Culturally Responsive Teaching and Inquiry

We just stopped.

Culturally responsive teaching requires an empathetic inquiry stance.

We’re continuing exploring the GId unit from Shawnee, Oklahoma. (You can read past posts from this month for the beginning of the story.) After the Middle School English Language Arts team began with assumptions and reading the book Dreamland Burning, they immersed themselves in the truths of what happened in Tulsa in 1921.

To Immerse, the teachers showed a documentary about the event.  The teachers found very few documentaries  available on the topic in November 2019.  After reviewing what was available, they decided that they students needed to know what happened.  They chose one documentary that included a detailed account of the event.  It was not easy to watch.

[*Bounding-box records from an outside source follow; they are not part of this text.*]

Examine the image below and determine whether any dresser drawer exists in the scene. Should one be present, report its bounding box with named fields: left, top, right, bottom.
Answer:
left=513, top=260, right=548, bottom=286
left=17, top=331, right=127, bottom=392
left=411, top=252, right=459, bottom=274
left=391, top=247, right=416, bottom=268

The students in the school are diverse, representing a wide mix of races Native American, Blacks, Whites and Latinos all represented. As the students watched the documentary, the teachers were watching the students.  They were paying attention to their quiet, yet noticeable response, to the video.  At one point they could see that some students became increasingly uncomfortable with what they were viewing. When the teachers saw this, they felt they had to stop.  As you hear them talk about it in the video above, different students were having different reactions to the video.  The teachers felt it was really important to hear from the perspectives in the room.  They took time to listen, hear, and empathize.

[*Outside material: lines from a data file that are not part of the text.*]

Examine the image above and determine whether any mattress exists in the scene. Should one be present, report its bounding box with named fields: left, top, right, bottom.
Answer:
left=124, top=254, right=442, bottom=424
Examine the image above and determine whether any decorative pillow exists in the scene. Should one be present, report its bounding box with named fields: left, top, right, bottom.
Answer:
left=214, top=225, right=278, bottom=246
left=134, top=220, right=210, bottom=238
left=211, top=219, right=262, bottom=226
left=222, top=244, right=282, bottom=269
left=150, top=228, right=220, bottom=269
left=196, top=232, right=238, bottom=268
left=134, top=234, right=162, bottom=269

This was a very powerful moment.  The teachers didn’t plow on, they just stopped.  In the pause,

  • they validated all responses,
  • they listened,
  • they learned
  • and they backed up students as some of the students who didn’t have the same experience as others were skeptical about how different their lived experiences were from their peers.

This was a hinge moment for the unit. In this moment the teachers showed the students that what they thought mattered.  Too often in schools we plow onward, we cover content without any regard to the kids in front of us. Teachers feel such pressure to cover all the material in the standards, curriculum and often say they don’t have time for inquiry learning.

It’s true, in inquiry learning the teachers take an open stance to learn, they embody curiosity and wonder. It takes time.  But what I say is we cannot afford NOT to take the time to do this.  In this moment, these teachers  showed their students that they are heard, that their experiences are valid and respected here (in that classroom and library), and showed them all how important it is to stop and listen to each other.

There are many more resources now about this event and the team is changing what they do in the unit.  Rather than watch a long involved documentary, they are using short audio clips from PBS and NPR.

No matter how they choose to immerse the students in this content, these students now recognize the importance of listening and no matter what, that will be a part of this portion of the unit.